Olivier Carré, dans son livre ‘‘l’Islam laïque’’ s’inscrit aussi en faux contre la thèse courante consistant à opposer un christianisme «par origine et essentiellement apolitique» portant en germe «l’évolution laïque et individualiste des sociétés occidentales actuelles», à un islam «indissociablement et à jamais religion et État, spirituel et temporel sans distinction», bref, théocratique…
Il met en évidence une «tendance quiétiste en politique et donc d’une séparation des pouvoirs» dans la pensée musulmane comme dans la pensée chrétienne : il oppose cette tradition en islam à «l’orthodoxie déviante» de «l’islam mondial officiel» de nos jours, engagé dans une surenchère avec les mouvements islamistes les plus radicaux.

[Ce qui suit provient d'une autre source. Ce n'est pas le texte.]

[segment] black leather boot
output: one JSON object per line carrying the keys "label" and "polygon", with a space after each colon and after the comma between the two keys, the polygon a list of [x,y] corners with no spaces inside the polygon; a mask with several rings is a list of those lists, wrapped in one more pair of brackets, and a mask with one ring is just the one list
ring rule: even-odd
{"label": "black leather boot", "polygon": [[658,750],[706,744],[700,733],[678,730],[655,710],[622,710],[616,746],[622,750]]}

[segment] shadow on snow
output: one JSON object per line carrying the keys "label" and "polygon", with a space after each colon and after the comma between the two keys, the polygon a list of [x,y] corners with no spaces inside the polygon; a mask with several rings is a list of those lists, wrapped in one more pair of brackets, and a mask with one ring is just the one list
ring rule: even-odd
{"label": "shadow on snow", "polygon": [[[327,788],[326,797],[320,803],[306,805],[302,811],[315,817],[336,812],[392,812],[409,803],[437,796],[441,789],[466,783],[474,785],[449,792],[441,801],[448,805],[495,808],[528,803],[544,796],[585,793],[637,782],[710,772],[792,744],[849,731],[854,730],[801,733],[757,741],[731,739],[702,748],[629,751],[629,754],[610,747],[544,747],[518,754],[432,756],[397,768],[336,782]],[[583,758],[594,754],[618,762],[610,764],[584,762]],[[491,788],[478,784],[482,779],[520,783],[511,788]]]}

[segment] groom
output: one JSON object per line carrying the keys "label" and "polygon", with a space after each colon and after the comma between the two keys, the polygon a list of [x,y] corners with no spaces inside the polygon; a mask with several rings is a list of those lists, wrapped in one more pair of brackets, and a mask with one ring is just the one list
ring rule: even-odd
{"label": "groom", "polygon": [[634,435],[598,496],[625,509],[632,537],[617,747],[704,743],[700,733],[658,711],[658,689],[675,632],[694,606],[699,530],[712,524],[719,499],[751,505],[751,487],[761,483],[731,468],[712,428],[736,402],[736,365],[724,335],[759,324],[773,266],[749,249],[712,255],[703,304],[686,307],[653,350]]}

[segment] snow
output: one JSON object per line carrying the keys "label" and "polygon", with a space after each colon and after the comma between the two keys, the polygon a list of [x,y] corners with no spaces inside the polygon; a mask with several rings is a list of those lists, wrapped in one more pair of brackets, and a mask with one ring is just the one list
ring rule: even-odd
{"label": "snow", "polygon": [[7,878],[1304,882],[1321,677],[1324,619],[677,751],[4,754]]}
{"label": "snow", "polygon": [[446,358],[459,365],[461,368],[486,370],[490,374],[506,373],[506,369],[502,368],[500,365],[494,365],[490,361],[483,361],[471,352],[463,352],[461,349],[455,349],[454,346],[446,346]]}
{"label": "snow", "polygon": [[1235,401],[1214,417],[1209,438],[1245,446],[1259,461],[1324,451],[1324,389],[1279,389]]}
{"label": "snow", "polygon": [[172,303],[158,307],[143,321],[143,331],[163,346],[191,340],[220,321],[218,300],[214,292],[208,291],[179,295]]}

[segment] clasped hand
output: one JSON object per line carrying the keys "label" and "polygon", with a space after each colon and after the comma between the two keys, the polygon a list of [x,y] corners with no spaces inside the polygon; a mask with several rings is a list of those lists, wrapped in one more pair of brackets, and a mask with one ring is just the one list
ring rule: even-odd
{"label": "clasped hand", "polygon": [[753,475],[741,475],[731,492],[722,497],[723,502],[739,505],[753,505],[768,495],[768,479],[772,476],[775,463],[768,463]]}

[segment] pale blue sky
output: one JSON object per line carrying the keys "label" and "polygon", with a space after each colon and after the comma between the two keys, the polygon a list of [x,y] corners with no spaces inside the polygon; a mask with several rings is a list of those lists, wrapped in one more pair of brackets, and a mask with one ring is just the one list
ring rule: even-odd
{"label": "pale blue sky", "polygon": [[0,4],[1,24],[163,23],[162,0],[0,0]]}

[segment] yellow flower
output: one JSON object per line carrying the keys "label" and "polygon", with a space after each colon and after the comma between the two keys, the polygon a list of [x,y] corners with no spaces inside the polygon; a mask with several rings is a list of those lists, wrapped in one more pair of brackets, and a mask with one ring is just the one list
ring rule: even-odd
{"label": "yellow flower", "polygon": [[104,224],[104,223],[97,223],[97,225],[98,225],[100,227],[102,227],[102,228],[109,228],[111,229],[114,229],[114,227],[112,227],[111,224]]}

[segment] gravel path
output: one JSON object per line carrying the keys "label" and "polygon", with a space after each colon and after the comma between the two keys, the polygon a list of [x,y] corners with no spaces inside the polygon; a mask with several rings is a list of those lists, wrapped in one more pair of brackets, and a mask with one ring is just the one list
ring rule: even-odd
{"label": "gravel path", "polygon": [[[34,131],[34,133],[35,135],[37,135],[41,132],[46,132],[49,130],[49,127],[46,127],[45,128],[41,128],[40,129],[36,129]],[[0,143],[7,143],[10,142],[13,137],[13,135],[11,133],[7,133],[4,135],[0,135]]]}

Si l’on revient à la situation politique actuelle des pays musulmans, on peut noter qu’à part les pétro-monarchies du Golfe arabo-persique sans séparation, même formelle, des pouvoirs, il existe une grande diversité de régimes politiques pratiquant souvent un sécularisme avec prééminence d’un pouvoir exécutif fort.
Deux régimes relativement plus évolués existent :
- la Turquie, officiellement laïque, est pourtant dirigée par un parti islamo-conservateur, ce pays doit ses institutions aux législations séculières inspirées des codes et des modèles européens dont en particulier le jacobinisme français et le code suisse qui avaient les faveurs de Mustapha Kémal ;
- l’Indonésie, pays musulman le plus peuplé qui, ayant hérité du système des piliers des Pays-Bas, a préservé constitutionnellement la diversité des cultures religieuses qui le composent.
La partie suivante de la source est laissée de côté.